9. Use of Products: Unless otherwise noted, products sold by Seller are not designed, intended or authorized for use in life support, life sustaining, nuclear, or other applications in which the failure of such products could reasonably be expected to result in personal injury, loss of life or catastrophic property damage. If Buyer uses or sells the products for use in any such applications: (1) Buyer acknowledges that such use or sale is at Buyer’s sole risk; (2) Buyer agrees that Seller and the manufacturer of the Products are not liable, in whole or in part, for any claim or damage arising from such use; and (3) Buyer agrees to indemnify, defend and hold Seller and the manufacturer of the Products harmless from and against any and all claims, damages, losses, costs, expenses and liabilities arising out of or in connection with such use or sale.

10. Force Majeure: Seller is not liable for failure to fulfill its obligations for any accepted Order or for delays in delivery due to causes beyond Seller’s reasonable control including, but not limited to, acts of God, natural or artificial disaster, riot, war, strike, delay by carrier, shortage of Product, acts or omissions of other parties, acts or omissions of civil or military authority, Government priorities, changes in law, material shortages, fire, strikes, floods, epidemics, quarantine restrictions, acts of terrorism, delays in transportation or inability to obtain labour, materials or Products through its regular sources, which shall be considered as an event of force majeure excusing Seller from performance and barring remedies for non-performance. In an event of force majeure condition, the Seller’s time for performance shall be extended for a period equal to the time lost as a consequence of the force majeure condition without subjecting Seller to any liability or penalty. Seller may, at its option, cancel the remaining performance, without any liability or penalty, by giving notice of such cancellation to the Buyer.
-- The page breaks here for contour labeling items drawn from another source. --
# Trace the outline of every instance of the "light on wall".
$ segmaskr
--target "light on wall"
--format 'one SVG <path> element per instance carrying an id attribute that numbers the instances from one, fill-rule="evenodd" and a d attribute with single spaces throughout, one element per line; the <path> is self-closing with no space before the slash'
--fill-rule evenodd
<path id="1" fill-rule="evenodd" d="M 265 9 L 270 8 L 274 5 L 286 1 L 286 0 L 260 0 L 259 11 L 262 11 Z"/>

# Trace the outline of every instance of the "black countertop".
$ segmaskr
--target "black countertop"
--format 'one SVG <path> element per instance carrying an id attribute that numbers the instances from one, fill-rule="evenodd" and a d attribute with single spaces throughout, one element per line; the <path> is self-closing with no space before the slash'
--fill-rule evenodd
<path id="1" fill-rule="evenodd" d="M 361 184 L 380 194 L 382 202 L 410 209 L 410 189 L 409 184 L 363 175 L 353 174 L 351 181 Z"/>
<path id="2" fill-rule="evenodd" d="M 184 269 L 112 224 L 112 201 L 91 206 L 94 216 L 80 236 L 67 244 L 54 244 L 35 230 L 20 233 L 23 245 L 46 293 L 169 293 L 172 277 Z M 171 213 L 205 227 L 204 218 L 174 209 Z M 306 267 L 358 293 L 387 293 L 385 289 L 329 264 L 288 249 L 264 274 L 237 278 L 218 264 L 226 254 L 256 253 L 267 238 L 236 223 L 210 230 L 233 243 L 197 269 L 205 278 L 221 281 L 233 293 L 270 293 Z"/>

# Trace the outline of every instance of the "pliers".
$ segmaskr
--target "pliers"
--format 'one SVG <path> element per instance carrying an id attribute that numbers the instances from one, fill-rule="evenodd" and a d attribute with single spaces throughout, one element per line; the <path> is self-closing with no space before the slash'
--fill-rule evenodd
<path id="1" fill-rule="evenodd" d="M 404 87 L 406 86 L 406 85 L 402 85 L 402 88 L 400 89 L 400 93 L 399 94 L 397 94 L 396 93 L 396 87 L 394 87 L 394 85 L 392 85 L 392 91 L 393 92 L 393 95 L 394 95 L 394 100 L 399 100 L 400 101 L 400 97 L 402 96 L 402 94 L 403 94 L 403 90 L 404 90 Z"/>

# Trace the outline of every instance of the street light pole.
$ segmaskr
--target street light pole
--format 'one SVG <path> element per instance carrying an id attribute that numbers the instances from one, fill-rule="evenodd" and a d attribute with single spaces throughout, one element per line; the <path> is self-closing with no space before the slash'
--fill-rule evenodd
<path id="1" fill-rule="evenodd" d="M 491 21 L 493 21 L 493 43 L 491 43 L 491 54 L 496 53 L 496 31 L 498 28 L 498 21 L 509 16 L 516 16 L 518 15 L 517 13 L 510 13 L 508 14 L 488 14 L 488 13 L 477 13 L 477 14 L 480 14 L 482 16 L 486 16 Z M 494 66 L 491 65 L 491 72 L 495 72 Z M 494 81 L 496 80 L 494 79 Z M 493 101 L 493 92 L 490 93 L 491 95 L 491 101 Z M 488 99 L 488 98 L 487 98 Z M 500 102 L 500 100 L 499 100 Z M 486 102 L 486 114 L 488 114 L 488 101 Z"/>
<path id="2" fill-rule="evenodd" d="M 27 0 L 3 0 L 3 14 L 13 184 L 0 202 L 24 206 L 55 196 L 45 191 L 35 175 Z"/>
11. General: (a) The laws of Province of British Columbia will exclusively govern any dispute between Seller and Buyer; (b) Buyer may not assign this Agreement without the prior written consent of Seller. Seller or its affiliates may perform the obligations under this Agreement. This Agreement is binding on successor and assigns, (c) Products, including software or other intellectual property, are subject to any applicable rights of third parties, such as patents, copyrights and/or user licenses.